OBJECTIVE: The objective of this study was to develop and optimize palbociclib-loaded nanobubbles for targeted breast cancer therapy. MATERIALS AND METHODS: Biocompatible poly(DL-lactide-co-glycolide) was used to create nanobubbles loaded with palbociclib. The formulation process was meticulously crafted using a three-level Box-Behnken design and a double emulsion solvent evaporation method to precisely tailor the nanobubbles' properties. RESULTS: The Derringer's desirability method optimized variables by transforming responses into a desirability scale, resulting in a global desirability value. Optimal settings, A 526.97mg, B 250mg,C 2.0% w/v, D 6101rpm, achieved a D value of 0.949. Palbociclib nanobubbles demonstrated a smaller particle size (31.78±2.12) than plain nanobubbles (38.56±3.56). PDI values indicated a uniform size distribution.

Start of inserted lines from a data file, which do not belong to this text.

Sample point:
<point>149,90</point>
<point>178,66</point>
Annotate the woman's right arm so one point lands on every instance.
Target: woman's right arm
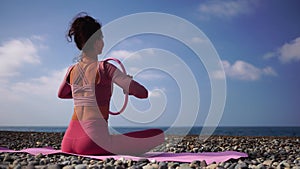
<point>129,85</point>
<point>64,91</point>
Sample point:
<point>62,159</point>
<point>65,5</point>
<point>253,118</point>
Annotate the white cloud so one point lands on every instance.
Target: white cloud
<point>15,53</point>
<point>225,9</point>
<point>46,86</point>
<point>287,53</point>
<point>242,70</point>
<point>120,54</point>
<point>290,51</point>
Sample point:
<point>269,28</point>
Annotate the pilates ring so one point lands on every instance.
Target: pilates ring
<point>126,94</point>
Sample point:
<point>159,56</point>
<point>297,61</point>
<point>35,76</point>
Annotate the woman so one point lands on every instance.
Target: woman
<point>89,83</point>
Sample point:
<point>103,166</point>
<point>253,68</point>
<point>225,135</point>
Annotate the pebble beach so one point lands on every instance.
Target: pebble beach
<point>263,153</point>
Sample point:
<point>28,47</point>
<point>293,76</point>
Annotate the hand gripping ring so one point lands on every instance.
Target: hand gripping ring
<point>126,94</point>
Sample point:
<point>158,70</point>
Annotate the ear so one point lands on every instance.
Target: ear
<point>96,44</point>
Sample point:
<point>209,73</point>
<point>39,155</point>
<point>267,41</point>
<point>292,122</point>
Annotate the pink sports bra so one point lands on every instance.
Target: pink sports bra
<point>102,91</point>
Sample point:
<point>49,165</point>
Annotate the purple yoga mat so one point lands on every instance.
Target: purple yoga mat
<point>209,157</point>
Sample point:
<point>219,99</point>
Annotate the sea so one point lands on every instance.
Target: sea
<point>182,131</point>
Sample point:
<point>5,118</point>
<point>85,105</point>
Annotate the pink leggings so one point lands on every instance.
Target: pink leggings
<point>93,138</point>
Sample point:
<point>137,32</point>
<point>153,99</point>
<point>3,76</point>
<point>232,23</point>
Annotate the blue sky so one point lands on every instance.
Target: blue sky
<point>258,43</point>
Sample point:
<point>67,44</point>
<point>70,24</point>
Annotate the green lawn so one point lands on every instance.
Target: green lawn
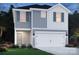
<point>24,51</point>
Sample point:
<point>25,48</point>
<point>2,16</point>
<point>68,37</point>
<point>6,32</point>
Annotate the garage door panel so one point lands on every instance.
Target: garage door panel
<point>50,39</point>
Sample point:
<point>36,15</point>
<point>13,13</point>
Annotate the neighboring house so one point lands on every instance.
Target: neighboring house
<point>41,25</point>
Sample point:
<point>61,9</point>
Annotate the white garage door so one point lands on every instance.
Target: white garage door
<point>50,39</point>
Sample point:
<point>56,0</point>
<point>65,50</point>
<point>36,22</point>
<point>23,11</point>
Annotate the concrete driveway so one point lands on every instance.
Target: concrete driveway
<point>61,50</point>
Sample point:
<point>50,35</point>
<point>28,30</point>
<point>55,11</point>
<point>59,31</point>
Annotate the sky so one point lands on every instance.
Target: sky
<point>5,6</point>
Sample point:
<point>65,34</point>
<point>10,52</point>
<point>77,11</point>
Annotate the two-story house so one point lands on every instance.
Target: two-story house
<point>41,25</point>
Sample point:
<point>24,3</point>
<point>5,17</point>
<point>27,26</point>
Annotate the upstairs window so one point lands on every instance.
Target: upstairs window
<point>43,14</point>
<point>58,17</point>
<point>22,16</point>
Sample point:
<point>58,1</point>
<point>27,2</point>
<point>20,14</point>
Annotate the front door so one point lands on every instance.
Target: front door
<point>19,38</point>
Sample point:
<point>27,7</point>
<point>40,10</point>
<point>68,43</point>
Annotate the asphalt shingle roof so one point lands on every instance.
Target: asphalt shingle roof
<point>35,6</point>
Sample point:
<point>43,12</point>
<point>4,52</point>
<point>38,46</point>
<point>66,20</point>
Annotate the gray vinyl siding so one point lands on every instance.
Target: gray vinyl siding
<point>19,24</point>
<point>39,22</point>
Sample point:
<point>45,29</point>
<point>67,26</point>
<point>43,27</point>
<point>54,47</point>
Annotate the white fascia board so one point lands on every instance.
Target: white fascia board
<point>61,6</point>
<point>21,10</point>
<point>38,9</point>
<point>22,29</point>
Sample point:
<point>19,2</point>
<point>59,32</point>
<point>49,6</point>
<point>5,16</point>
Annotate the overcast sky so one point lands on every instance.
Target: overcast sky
<point>5,6</point>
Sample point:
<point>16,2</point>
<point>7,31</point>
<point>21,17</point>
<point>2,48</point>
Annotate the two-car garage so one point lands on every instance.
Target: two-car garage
<point>50,39</point>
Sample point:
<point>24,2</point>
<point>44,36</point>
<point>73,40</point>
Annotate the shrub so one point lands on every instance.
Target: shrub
<point>29,46</point>
<point>15,46</point>
<point>3,49</point>
<point>23,46</point>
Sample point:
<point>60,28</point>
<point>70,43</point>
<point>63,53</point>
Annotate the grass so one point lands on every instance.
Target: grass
<point>24,51</point>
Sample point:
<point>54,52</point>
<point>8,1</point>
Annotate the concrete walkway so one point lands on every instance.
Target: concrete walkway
<point>61,50</point>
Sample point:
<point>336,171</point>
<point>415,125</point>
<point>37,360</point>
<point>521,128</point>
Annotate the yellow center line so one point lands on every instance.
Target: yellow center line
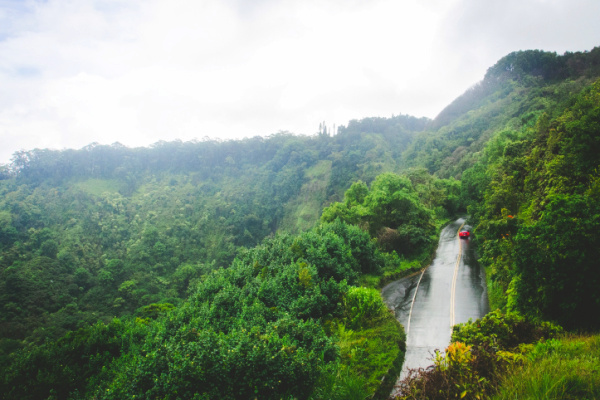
<point>453,288</point>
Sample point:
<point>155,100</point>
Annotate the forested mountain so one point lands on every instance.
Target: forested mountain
<point>252,250</point>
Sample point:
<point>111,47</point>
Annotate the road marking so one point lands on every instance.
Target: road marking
<point>453,289</point>
<point>413,302</point>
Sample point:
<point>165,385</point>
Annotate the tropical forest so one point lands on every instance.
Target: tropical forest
<point>252,268</point>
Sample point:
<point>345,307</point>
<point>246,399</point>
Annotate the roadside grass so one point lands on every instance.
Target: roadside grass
<point>567,368</point>
<point>372,345</point>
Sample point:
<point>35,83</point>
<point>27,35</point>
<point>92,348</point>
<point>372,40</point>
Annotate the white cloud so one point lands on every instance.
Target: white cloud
<point>76,72</point>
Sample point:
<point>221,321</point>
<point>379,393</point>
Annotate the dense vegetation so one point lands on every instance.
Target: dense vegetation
<point>539,217</point>
<point>234,269</point>
<point>100,232</point>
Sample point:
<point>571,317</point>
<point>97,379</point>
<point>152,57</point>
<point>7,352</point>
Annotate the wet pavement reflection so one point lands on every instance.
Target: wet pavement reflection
<point>452,289</point>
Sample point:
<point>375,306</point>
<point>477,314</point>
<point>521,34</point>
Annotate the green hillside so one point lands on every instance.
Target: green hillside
<point>242,269</point>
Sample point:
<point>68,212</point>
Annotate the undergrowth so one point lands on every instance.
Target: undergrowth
<point>481,354</point>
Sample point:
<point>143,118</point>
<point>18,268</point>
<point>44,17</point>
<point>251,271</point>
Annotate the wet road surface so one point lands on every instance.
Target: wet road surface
<point>427,304</point>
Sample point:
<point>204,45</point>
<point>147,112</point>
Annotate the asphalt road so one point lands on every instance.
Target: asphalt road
<point>450,291</point>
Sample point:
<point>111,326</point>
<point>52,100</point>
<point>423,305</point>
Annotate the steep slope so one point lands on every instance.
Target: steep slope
<point>513,94</point>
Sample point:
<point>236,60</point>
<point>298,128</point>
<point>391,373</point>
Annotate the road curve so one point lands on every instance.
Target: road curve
<point>450,291</point>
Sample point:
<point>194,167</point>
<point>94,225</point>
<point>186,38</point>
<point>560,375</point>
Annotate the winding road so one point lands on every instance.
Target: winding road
<point>451,290</point>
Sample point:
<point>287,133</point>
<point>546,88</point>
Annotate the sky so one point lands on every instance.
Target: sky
<point>75,72</point>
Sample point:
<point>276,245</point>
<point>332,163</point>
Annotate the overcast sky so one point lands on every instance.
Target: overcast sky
<point>73,72</point>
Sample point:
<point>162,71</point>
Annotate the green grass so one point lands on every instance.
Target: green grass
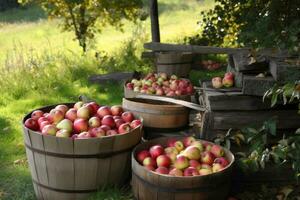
<point>39,66</point>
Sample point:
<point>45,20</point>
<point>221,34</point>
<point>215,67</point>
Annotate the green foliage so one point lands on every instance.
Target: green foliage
<point>262,23</point>
<point>86,17</point>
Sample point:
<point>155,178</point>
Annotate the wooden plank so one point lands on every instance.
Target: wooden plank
<point>155,46</point>
<point>154,21</point>
<point>284,72</point>
<point>257,86</point>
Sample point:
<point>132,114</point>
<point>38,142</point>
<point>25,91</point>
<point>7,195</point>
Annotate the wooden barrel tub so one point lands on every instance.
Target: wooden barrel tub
<point>66,169</point>
<point>148,185</point>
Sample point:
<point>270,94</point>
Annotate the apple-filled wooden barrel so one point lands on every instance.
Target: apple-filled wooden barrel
<point>71,169</point>
<point>158,116</point>
<point>174,63</point>
<point>151,185</point>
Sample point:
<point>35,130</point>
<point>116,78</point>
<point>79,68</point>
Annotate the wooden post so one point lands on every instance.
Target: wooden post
<point>154,21</point>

The zeta potential remained consistent, with values of -31.34±3.36 for plain and -31.56±3.12 for drug-loaded nanobubbles. Encapsulation efficiency was 70.12%, highlighting effective drug encapsulation. Palbociclib release was significantly higher from nanobubbles in pH 7.4, especially with ultrasound, releasing almost 99.34% of the drug. Hemolytic activity assays confirmed safety for injection. Fluorescent intensity analysis revealed a two-fold increase in cellular uptake of palbociclib facilitated by ultrasound. The MTT assay demonstrated enhanced cytotoxicity of palbociclib-loaded nanobubbles, especially with ultrasound, emphasizing their potential for improved therapeutic efficacy. The IC50 values for palbociclib, without ultrasound, and with ultrasound were 98.3µM, 72.34µM, and 61.34µM, respectively. CONCLUSION: The significant findings of this study emphasize the potential of palbociclib-loaded nanobubbles as a promising therapeutic system for improved breast cancer treatment.